# Working with S3 Buckets

`boto3` is an SDK for working with AWS services in Python. This notebook explores ways to perform simple operations with the Amazon S3 cloud storage service. These operations involve creating and deleting S3 buckets and uploading and downloading files from them. There is much more to `boto3` than this, as you can find out in the <a href="https://boto3.amazonaws.com/v1/documentation/api/latest/index.html">`boto3` documentation</a>.

This notebook follows loosely some of the examples on <a href="https://boto3.amazonaws.com/v1/documentation/api/latest/guide/s3-example-creating-buckets.html">this AWS documentation page</a> and on the pages thereafter.

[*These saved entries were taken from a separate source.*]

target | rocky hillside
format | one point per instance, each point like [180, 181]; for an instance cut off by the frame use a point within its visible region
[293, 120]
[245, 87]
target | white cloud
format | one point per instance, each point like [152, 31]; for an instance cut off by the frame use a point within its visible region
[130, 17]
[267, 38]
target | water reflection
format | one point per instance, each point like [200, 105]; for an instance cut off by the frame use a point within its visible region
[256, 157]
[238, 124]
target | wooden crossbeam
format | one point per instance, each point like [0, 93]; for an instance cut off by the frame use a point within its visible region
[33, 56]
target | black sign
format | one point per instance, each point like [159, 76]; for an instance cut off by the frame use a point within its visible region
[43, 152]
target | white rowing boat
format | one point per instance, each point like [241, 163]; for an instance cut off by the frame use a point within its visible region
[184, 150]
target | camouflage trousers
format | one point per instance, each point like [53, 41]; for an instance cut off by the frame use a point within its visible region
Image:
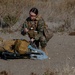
[41, 41]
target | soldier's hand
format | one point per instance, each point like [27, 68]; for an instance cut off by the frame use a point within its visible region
[26, 30]
[32, 40]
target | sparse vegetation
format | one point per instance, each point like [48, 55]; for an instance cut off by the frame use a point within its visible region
[53, 11]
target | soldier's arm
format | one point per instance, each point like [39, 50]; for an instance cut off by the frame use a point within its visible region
[40, 27]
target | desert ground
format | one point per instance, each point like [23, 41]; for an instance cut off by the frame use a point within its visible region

The examples are geared mainly to <a href="https://aws.amazon.com/sagemaker/">SageMaker</a> users, but should be useful more broadly as well. They are meant to be run in a SageMaker Jupyter notebook instance.

## Module Imports

In [1]:
import logging
import boto3
from botocore.exceptions import ClientError

## Creating a Bucket


In [2]:
def create_bucket(bucket_name, region=None):
    """Create an S3 bucket in a specified region
    If a region is not specified, the bucket is created in the S3 default
    region (us-east-1).
    :param bucket_name: Name of the bucket to create
    :param region: String region to create bucket in, e.g., 'us-west-2'
    :return: True if bucket created, else False
    """

    # Create bucket
    try:
        if region is None:
            s3_client = boto3.client('s3')
            s3_client.create_bucket(Bucket=bucket_name)
        else:
            s3_client = boto3.client('s3', region_name=region)
            location = {'LocationConstraint': region}
            s3_client.create_bucket(Bucket=bucket_name,
                                    CreateBucketConfiguration=location)
    except ClientError as e:
        logging.error(e)
        return False
    return True

A bucket-creation routine for SageMaker-accessible buckets and with Duke in its name, to promote consistent bucket naming conventions. We use our AWS region, `us-east-2` (Ohio), as the value for the `region` argument, since our resources are located there.

In [3]:
def create_standard_bucket(suffix):
    bucket_name = 'sagemaker-duke-' + suffix
    return create_bucket(bucket_name, region='us-east-2'), bucket_name

In [4]:
response, full_bucket_name = create_standard_bucket('carlo-test-2')
print(response, full_bucket_name)

True sagemaker-duke-carlo-test-2


## Checking if a Bucket Exists

In [5]:
def bucket_exists(bucket_name, region='us-east-2'):
    s3_client = boto3.client('s3')
    try:
        bucket = s3_client.head_bucket(Bucket=bucket_name)
        region_found = bucket['ResponseMetadata']['HTTPHeaders']['x-amz-bucket-region']
        if region is None:
            return True
        else:
            return region_found == region
    except ClientError:
        return False

Someone actually created a public bucket `yada` in region `east-us-1`, so the command below should return true unless the bucket has been deleted.

In [6]:
print(bucket_exists('yada'))
print(bucket_exists('yada', region=None))
print(bucket_exists('yadazz'))
print(bucket_exists(full_bucket_name))

False
True
False
True


## Listing Buckets

The following code lists all the buckets in the AWS account, and therefore needs the appropriate credentials to do so. You can achieve this by one of the methods described <a href="https://boto3.amazonaws.com/v1/documentation/api/latest/guide/configuration.html">here</a>.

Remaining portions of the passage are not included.